Start by getting yourself a Raspberry Pi, either one with built-in wireless capability or an older one into which you'll plug a wireless USB dongle. Make sure the SD card that acts as the Pi's hard disk is big enough to store your most valuable files. You'll also need a power supply for the Pi and probably a small case for it. This may seem like a lot of things to buy, but the Raspberry Pi is pretty cheap, and even with those extras, you're looking at a comparable price to a quality external hard drive.
Once you've got the Raspberry Pi up and running & hooked into your wireless network, initialize a bare Git repo on it and set it as your novel's Git remote. Commit the whole project in its current state, and you're all backed up.

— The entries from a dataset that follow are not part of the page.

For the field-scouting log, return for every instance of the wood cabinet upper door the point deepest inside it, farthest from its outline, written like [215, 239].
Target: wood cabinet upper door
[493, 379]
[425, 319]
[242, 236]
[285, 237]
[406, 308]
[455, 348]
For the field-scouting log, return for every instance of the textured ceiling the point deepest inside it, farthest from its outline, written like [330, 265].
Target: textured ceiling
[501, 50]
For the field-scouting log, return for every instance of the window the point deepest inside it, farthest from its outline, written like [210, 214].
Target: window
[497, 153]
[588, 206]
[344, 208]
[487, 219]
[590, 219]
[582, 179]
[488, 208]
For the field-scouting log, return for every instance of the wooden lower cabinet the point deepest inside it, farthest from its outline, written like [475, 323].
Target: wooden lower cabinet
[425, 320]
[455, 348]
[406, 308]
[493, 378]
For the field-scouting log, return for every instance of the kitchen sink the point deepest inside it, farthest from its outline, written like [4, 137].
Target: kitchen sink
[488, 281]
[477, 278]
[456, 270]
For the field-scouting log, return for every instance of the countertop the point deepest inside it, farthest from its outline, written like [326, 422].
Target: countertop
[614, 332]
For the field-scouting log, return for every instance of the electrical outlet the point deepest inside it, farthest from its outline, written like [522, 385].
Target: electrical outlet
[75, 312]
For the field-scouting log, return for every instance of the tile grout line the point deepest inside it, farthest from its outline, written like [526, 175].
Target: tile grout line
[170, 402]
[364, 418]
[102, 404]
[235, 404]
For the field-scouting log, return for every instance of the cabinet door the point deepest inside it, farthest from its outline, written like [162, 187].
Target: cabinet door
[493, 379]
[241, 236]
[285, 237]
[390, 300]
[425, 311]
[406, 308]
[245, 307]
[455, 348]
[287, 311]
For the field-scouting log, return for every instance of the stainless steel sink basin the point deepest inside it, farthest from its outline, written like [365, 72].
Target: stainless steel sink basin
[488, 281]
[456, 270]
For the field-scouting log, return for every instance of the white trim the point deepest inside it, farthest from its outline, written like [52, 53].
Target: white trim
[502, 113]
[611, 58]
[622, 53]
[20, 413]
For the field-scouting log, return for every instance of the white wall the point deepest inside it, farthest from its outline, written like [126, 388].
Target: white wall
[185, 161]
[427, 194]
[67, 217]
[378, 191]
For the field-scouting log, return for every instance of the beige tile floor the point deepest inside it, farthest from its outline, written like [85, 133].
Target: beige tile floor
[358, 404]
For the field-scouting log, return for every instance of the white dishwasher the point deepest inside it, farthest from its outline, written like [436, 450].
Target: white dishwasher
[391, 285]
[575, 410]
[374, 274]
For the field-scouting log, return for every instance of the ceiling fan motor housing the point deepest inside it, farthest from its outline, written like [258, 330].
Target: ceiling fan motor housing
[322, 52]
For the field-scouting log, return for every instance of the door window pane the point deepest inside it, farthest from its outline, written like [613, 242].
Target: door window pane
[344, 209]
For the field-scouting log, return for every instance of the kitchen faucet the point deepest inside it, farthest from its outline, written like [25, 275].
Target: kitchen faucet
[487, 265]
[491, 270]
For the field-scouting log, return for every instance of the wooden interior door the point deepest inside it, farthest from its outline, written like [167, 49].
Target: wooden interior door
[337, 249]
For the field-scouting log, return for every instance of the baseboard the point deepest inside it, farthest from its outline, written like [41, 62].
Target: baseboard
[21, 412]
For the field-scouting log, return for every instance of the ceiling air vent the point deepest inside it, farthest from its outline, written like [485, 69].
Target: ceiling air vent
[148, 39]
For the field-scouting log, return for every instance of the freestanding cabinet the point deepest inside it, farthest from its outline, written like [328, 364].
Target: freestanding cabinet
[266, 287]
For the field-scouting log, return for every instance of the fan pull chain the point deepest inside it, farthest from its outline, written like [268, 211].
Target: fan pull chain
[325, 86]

Then run your Raspberry Pi from inside your fireproof safe! Keep the safe open during the Pi's operation, and when you're done committing your changes, unplug the Pi and close the safe for the night. It's easy enough to work into a routine, and doesn't look paranoid enough that your loved ones will ridicule you for having mental illness.
This solution's not perfect — you have to learn how to use Git, for one — but once you start, you may find it's the best way to work on big projects. I know you'll love the feeling of having your novel backed up and fireproofed in just a few seconds.
That, and the peace of mind that no one's going to STEAL IT.